D'ordinaire, Jacques l'accompagnait dans cette excursion pieuse et écoutait l'office divin à ses côtés, sans grimaces dévotes, mais sans distractions.

Il n'en était pas ainsi de Roger de Saint-Pons qui, d'ordinaire aussi, assistait à cette messe; et, parmi les fidèles, ceux qui étaient doués du sens d'observation auraient pu remarquer que le jeune homme jetait à la dérobée de fréquents regards de tendresse sur la jeune fille agenouillée et recueillie.

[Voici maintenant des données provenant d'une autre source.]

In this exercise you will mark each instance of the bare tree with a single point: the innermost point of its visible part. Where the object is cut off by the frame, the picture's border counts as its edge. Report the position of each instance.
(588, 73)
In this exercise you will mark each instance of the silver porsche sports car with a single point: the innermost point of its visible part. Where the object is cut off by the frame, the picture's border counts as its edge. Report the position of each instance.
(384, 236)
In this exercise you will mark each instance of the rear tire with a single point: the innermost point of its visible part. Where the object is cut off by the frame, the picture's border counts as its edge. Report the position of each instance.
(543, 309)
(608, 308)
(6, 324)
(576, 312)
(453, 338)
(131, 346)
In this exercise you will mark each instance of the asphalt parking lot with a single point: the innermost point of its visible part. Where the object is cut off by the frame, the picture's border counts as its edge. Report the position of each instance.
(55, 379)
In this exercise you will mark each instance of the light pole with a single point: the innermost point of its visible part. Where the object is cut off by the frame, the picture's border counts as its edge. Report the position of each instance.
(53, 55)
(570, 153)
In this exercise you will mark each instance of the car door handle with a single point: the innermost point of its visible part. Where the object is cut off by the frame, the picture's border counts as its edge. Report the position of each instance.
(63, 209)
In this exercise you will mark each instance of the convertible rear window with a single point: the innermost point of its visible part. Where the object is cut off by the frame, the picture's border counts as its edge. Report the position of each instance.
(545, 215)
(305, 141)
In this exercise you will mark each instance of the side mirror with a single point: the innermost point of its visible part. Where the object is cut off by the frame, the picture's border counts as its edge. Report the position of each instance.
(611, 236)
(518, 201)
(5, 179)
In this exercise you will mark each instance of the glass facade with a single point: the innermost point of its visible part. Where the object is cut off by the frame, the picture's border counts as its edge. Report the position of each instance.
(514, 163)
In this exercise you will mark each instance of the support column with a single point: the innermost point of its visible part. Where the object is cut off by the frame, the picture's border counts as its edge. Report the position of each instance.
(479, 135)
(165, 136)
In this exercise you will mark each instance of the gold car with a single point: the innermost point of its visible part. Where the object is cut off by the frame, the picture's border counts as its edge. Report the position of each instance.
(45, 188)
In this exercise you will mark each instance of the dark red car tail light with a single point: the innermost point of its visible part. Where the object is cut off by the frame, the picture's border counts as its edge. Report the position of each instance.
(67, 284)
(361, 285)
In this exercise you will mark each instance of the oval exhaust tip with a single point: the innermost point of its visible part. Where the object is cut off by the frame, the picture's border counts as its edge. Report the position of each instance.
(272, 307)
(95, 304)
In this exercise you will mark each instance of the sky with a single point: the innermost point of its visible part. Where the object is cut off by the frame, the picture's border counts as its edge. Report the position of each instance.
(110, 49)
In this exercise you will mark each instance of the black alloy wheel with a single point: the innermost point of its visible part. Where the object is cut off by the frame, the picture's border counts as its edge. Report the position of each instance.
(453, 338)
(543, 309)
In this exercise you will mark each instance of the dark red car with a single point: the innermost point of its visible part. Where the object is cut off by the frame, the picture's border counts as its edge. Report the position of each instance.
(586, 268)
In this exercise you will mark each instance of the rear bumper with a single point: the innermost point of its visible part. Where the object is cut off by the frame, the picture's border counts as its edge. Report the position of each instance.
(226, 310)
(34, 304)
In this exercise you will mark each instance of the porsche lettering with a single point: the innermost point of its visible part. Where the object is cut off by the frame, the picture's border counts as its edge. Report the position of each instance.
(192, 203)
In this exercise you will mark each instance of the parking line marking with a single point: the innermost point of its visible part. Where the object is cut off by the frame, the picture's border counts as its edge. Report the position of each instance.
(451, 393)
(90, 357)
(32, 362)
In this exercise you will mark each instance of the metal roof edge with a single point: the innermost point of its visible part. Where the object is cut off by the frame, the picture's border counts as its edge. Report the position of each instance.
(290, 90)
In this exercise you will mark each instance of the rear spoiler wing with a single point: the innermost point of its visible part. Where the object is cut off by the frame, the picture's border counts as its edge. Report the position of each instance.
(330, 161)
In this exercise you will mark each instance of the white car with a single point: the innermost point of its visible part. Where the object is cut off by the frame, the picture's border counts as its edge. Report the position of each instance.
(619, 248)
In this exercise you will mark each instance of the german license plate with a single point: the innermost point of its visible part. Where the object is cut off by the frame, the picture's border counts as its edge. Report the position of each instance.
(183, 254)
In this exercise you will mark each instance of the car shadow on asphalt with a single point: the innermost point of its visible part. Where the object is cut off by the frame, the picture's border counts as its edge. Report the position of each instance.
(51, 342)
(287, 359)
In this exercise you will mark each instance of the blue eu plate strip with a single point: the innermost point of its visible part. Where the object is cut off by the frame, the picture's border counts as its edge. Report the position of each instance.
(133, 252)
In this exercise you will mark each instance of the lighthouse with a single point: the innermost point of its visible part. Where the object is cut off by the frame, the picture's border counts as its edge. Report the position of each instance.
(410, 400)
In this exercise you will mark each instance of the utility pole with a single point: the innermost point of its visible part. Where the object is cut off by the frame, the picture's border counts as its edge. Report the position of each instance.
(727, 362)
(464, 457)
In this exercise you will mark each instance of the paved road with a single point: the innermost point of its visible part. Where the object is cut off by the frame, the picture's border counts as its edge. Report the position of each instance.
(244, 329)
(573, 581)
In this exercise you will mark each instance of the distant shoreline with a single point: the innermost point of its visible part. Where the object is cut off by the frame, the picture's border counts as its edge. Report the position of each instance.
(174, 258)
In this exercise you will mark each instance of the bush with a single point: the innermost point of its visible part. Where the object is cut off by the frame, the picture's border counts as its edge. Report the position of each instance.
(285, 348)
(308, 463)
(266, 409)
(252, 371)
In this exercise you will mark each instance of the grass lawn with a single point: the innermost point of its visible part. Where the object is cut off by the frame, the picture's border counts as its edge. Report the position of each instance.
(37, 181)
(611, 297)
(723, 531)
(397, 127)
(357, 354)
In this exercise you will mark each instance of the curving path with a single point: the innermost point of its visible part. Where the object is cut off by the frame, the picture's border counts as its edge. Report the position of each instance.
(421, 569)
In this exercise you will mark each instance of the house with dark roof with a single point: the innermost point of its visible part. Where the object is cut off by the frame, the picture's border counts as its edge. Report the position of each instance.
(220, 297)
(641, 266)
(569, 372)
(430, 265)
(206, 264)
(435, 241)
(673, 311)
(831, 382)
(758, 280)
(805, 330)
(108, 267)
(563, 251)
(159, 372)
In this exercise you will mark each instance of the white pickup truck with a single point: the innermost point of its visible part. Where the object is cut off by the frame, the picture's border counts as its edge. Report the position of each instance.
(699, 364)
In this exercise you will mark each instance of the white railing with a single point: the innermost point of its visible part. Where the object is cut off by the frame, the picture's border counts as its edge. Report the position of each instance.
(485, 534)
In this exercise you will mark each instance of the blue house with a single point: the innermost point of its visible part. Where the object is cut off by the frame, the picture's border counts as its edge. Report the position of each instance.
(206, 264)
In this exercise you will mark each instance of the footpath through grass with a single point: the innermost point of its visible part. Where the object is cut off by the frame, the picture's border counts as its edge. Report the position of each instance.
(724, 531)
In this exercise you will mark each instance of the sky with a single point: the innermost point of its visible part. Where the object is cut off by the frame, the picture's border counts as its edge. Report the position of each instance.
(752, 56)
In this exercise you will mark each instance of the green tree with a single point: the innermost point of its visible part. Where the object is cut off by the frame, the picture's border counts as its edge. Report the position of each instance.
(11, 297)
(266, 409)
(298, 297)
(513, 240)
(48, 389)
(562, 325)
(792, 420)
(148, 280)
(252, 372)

Il convient d'ajouter, toutefois, que celle-ci ne paraissait s'apercevoir de la présence de son amant que lorsqu'à la sortie de l'église, ce dernier venait serrer la main de l'ancien détective.

Tous trois reprenaient alors le chemin du château en devisant cordialement.

L'arrivée de M. de Saint-Pons avait, ce dimanche-là, bouleversé ces habitudes paisibles.

Le marquis était à Carrières depuis la veille au soir, et, dès le matin, il avait envoyé quérir son garde pour s'entretenir avec lui de l'organisation des chasses qu'il projetait.

Roger, de son côté, n'était plus au château. Son père, qu'il était allé chercher à Paris, l'y avait laissé pour faire les honneurs de «la capitale» à quelques parents de province. Cette corvée le retiendrait une quinzaine de jours.

Florette avait donc quitté—seule et triste—le pavillon de la Faisanderie.